Friday, July 06, 2007

downright uncanny

plan
section
artist

ok heres the catch. this is khengsoon's 1999 Eco Pod Cabin standing side by side to my 2006's Tree-House in Punggol. i swear i have never seen this work before until today, and he has never once dabbled on my butterpaper giving me any hint of how my design should develop.

this is scary...

4 comments:

wuks said...

Here's what i think. With roughly the same brief given to themselves by themselves and a similar thinking leading to design approach, it is not unexpected that it will appear to be visually similar.

Chances are, both of you did not think out of the box. Did not experiment.
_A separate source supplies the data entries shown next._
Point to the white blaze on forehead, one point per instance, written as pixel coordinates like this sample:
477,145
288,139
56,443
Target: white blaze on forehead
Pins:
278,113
Did not try to do something ridiculous in the process.

Tell me what u think.

wuks said...

For eg. the thatched wall is straight from the vernacular of the tropical indigenuous homes..

the lifting off the ground so as not to 'hurt' the land..

do u know, there are broadwalks that allow filtering of light to the sea so that corals continue to live? ie. to say there was no recombinant knowledge..

i suddenly think of DT's studio..Who would have thought researching into stuff we collected from st. john will be useful..successful designs in that studio utilised recombinant knowledge, i think.

oahiz_wanders said...

yeah... completely... we both went back to a new form that had been bucky fuller's in 1920s.

basically it is the framework of thinking lah. we both tot it needed to be mass customisable and needed to be built in a rational order outside the cardinal form.

i had a design idea AFTER the submissions that struck me actually. instead of adhering to the planar hexagon, i tot of extending hexagonal living spaces into 3dimensionality, like a bee hive or wat. and hor... check out the designs coming out of Treehouse Workshop!

Anonymous said...

eh its common for 2 designs to look similar. many instances in student work and professional examples attest to that (just look at that foster/oma middle east urban planning fiasco)

but going beyond the overall outlook, the (hexagonal) shape generator, we look into the details that go into every project. every line drawn, each dimension that carve out a space is unique to each project. its not the 2d image orthos or renders, but the 3d/4d experience. while lines are easy to draw, every minute difference in a 1:100 scaled drawing translates into vast differences in physical experience in the 1:1 architecture.

with that in mind, i don't see that much similiarity between those 2 works. if they are similar, there will be hundreds out there that can be even more similar. you can only observe a fleeting sameness in impression, but that's only a cover into the deeper book called architecture.